A polygonal rod section (53) is arranged at the second end of the driving rod (51), a polygonal hole (625) which can be in plug-in fit with the polygonal rod section (53) is arranged on the overload prevention connecting piece (62), and the polygonal rod section (53) is inserted into the polygonal hole (625) so that the overload prevention connecting piece (62) can be in anti-rotation fit with the driving rod (51); and/or the number of the groups of groups,

The second end of the driving rod (51) can be inserted into the overload prevention connecting piece (62), an annular groove wound on the driving rod (51) is arranged at the second end of the driving rod (51), a limiting bead (624) which is arranged along the radial direction of the driving rod (51) in a floatable manner is arranged in the overload prevention connecting piece (62), and the limiting bead (624) stretches into the annular groove when the second end of the driving rod (51) is inserted into the overload prevention connecting piece (62).

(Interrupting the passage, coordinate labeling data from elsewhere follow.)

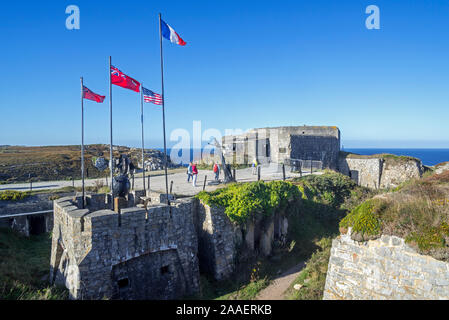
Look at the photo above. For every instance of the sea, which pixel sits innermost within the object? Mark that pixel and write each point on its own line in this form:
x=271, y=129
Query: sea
x=429, y=157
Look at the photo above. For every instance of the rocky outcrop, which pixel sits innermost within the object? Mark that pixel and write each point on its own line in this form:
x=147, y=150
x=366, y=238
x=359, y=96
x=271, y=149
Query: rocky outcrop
x=397, y=171
x=385, y=268
x=221, y=242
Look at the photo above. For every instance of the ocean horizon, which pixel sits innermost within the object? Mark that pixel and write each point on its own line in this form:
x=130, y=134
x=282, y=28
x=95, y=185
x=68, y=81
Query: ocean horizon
x=428, y=156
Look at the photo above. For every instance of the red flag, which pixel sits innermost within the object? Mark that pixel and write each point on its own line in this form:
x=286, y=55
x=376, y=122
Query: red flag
x=87, y=94
x=122, y=80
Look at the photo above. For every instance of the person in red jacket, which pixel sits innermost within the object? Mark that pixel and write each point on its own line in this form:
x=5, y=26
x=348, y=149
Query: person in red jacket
x=216, y=171
x=195, y=174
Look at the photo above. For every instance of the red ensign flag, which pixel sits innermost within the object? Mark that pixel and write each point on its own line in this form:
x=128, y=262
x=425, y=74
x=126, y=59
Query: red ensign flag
x=87, y=94
x=122, y=80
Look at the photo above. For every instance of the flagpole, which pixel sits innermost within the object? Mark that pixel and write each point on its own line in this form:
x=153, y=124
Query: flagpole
x=163, y=107
x=143, y=146
x=82, y=140
x=111, y=163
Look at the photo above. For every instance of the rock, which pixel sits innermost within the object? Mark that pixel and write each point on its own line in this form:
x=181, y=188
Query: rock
x=297, y=287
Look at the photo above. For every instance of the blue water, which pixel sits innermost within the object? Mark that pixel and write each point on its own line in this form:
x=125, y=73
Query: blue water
x=429, y=157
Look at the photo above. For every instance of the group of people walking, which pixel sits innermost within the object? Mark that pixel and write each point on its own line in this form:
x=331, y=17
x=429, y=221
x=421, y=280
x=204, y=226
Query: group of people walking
x=192, y=172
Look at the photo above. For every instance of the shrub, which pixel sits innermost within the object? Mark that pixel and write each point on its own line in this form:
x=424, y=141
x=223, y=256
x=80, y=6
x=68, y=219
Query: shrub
x=364, y=219
x=331, y=187
x=244, y=201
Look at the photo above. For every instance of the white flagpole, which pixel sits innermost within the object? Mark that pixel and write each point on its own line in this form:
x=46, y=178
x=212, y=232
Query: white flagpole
x=82, y=139
x=111, y=163
x=143, y=145
x=163, y=108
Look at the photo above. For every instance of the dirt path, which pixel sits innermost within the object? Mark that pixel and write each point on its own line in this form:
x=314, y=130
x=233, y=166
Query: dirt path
x=275, y=291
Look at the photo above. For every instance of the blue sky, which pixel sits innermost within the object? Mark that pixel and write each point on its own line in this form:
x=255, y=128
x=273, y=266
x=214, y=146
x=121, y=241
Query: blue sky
x=246, y=64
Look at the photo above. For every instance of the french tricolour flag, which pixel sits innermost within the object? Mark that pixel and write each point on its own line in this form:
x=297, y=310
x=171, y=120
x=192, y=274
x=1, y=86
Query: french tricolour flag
x=170, y=34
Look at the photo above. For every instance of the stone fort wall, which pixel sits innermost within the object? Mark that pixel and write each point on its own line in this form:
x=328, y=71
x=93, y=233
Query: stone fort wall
x=281, y=144
x=379, y=173
x=131, y=255
x=385, y=268
x=150, y=254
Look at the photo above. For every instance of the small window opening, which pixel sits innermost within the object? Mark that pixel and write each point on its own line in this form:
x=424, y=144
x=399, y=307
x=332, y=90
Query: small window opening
x=123, y=283
x=164, y=269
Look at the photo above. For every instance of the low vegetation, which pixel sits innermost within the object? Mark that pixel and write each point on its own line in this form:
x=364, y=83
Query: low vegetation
x=314, y=204
x=47, y=163
x=243, y=201
x=418, y=211
x=24, y=268
x=11, y=195
x=385, y=156
x=312, y=279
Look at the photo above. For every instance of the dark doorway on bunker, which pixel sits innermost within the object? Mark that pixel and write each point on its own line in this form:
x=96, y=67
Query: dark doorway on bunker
x=37, y=224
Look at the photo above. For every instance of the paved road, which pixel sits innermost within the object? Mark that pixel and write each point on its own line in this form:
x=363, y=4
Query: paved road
x=157, y=182
x=276, y=290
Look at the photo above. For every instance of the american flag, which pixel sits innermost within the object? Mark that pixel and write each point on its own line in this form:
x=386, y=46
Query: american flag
x=151, y=97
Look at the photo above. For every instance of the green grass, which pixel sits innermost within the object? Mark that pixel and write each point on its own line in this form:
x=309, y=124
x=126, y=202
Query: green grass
x=24, y=267
x=313, y=222
x=313, y=277
x=243, y=201
x=11, y=195
x=418, y=211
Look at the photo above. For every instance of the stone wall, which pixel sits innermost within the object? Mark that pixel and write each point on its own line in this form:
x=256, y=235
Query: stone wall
x=397, y=171
x=365, y=172
x=385, y=268
x=221, y=242
x=379, y=172
x=136, y=254
x=280, y=144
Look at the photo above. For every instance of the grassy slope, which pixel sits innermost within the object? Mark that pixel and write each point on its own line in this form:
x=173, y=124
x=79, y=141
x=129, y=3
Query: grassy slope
x=313, y=222
x=53, y=162
x=417, y=211
x=24, y=267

10. An intervertebral distraction tool according to claim 2, wherein,

The abutting piece (30) is provided with a threaded hole, a first end of the driving rod (51) is provided with a threaded section capable of being matched with the threaded hole, and the driving rod (51) rotates for one circle to enable the upper end plate (10) and the lower end plate (20) to be far away from each other or close to each other by a preset distance;

The shell (61) is provided with a counter (64), and the counter (64) can record the rotation circle number of the driving rod (51) so as to calculate the distance value of the upper end plate (10) and the lower end plate (20) which are far away from each other or close to each other.